Dr. Teerlink said that he agreed with Dr. McMurray and questions the ability of an improvement in dyspnea to predict long term outcomes in acute heart failure trials. He thinks that reduction in the incidence of worsening heart failure is a more important indicator. There was a 17% event rate for worsening heart failure for the 300 placebo patients versus 9% for the 100 patients in the high dose omecamtiv cohort. This was a 45% reduction in this event which he believes is the best predictor of reducing bad outcomes such as re-hospitalization and mortality. This signal was one of the more encouraging findings from the study.
Cytokinetics Take on ATOMIC-AHF
Cytokinetics' CEO Robert Blum said that Amgen and Cytokinetics have not yet made the decision to go forward into Phase III; however he said that Cytokinetics believes that the ATOMIC-AHF data supports continued progression and development. The ATOMIC-AHF results should be viewed together with the COSMIC-HF results in terms of how best to design a proper Phase III.

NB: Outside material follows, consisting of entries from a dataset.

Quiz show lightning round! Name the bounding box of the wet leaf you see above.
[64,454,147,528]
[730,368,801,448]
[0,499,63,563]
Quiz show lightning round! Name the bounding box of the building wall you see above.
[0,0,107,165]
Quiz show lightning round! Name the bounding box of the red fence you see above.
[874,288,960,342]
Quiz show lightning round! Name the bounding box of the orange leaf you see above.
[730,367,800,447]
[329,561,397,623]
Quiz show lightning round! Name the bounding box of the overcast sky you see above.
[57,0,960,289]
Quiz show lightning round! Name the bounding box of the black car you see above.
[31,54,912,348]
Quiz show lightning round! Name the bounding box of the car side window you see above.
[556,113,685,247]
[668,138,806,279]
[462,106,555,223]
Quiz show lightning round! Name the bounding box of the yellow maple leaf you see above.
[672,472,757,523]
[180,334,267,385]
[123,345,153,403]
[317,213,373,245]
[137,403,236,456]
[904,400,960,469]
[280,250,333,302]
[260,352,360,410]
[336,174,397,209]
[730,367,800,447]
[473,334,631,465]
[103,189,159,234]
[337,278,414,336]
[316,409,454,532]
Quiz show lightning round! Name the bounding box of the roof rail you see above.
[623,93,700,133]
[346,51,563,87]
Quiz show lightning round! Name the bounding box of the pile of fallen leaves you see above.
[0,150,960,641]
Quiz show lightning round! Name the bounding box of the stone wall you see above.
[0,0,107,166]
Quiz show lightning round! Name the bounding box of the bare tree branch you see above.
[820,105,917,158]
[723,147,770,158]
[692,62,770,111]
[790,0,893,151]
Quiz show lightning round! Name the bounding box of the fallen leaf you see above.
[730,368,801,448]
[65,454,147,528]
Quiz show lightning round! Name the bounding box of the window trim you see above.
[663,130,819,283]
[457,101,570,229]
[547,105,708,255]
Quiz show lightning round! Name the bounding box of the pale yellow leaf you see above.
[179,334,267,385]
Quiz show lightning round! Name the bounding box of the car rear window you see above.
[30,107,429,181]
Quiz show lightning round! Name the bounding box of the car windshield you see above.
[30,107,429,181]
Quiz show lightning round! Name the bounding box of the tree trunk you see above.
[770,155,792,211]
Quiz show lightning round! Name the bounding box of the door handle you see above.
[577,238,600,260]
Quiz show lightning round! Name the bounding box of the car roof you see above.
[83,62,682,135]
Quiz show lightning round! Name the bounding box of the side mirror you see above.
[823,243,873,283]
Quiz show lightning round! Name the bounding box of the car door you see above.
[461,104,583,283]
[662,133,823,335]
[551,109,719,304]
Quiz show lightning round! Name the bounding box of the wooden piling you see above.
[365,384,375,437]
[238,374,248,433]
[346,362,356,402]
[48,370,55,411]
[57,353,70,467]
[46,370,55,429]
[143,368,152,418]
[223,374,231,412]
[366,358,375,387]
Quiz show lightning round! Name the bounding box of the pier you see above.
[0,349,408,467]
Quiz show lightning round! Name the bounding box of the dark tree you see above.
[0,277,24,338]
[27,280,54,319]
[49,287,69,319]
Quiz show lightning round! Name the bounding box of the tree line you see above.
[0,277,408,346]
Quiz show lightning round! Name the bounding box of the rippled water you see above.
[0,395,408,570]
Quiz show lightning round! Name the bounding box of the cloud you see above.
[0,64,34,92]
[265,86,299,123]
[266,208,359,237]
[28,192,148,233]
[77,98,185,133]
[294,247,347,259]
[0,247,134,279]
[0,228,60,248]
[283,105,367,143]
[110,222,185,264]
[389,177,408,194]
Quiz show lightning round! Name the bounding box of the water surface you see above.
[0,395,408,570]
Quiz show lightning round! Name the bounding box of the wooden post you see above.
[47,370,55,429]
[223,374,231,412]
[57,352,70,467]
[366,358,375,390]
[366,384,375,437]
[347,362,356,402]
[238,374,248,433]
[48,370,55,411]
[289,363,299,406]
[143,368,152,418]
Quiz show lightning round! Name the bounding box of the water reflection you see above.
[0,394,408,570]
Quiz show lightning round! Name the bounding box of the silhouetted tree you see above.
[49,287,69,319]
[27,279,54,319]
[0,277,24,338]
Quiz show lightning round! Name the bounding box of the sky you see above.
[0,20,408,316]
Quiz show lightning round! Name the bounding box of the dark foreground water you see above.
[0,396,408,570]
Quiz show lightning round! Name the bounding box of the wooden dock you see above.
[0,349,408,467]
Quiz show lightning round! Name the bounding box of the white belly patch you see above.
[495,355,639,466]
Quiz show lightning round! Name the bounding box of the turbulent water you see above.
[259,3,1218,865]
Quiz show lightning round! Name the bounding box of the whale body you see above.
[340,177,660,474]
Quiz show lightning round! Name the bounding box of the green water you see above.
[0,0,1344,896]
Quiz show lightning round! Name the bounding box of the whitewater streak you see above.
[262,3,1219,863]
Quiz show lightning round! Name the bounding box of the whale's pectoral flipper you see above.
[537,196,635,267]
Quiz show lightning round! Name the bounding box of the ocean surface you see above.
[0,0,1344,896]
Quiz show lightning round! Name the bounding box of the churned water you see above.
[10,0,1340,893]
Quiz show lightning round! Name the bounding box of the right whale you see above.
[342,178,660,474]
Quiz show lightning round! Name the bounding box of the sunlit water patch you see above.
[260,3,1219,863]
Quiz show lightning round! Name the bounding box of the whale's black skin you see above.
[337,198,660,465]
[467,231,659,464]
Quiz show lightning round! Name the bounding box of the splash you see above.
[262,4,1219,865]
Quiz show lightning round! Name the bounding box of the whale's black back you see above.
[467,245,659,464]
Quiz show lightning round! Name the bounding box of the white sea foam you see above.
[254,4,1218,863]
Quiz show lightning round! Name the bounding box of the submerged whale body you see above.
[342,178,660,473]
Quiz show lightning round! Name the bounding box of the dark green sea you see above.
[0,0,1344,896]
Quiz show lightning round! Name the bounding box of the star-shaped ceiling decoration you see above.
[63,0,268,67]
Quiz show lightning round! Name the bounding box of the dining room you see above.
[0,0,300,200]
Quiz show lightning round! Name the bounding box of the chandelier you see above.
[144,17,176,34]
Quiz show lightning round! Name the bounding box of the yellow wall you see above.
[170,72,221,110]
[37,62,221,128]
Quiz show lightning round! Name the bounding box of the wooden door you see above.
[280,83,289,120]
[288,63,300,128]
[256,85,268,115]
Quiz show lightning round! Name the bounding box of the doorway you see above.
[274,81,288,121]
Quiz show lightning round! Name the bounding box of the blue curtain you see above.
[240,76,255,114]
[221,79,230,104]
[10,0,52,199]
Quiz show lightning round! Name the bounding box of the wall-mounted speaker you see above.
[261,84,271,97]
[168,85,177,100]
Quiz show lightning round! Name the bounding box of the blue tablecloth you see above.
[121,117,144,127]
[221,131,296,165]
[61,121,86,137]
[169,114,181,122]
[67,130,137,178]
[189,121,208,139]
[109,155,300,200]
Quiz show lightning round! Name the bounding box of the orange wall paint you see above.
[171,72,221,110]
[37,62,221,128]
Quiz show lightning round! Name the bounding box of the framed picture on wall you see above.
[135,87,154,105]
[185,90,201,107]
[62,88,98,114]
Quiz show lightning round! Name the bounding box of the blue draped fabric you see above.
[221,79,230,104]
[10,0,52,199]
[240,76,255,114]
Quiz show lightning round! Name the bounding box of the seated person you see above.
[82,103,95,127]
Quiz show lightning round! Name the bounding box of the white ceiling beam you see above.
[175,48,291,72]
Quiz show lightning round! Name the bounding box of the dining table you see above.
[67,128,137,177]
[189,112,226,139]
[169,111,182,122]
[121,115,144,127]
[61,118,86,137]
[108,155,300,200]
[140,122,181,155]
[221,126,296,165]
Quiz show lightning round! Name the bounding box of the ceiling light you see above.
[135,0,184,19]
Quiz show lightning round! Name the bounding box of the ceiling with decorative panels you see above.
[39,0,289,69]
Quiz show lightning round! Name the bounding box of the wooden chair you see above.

He stressed that this was clearly a Phase II study designed to ask and answer certain questions. In terms of this acutely ill heart failure patient population, which is a high risk and highly vulnerable group, the study was highly encouraging in terms of safety, tolerability, pharmacokinetics and pharmacodynamics that are important in planning a Phase III trial. He said that the next step will be to look at the COSMIC-HF data which they expect in 1H, 2014. This will provide the input to make the decision on whether to undertake a Phase III trial. Mr. Blum said that the results of ATOMIC-AHF, do support doing a Phase III trial
Amgen Statement on ATOMIC-AHF
An Amgen (AMGN) representative was quoted in the Cytokinetics press release in which stated: "Although ATOMIC-AHF did not achieve its primary efficacy endpoint, we are encouraged by the data from this study," said Sean E. Harper, M.D., executive vice president of Research and Development at Amgen. "Omecamtiv mecarbil is a unique investigational therapy for patients with acute and chronic heart failure. We look forward to the data from the COSMIC-HF study, which together with the data from ATOMIC-AHF will inform our decision on whether to progress omecamtiv mecarbil into Phase 3 clinical trials."
Another way of gaining an insight into Amgen's view of the drug is a recent action that they took. On June 12, Amgen extended its collaboration with Cytokinetics on omecamtiv mecarbil to include Japan. This resulted in the upfront payment of $15 million and the purchase by Amgen of $10 million of CYTK stock. At the time, they had seen the data set on ATOMIC-AHF. It is hard to fathom Amgen taking this action if they thought that the data on ATOMIC-HF was negative.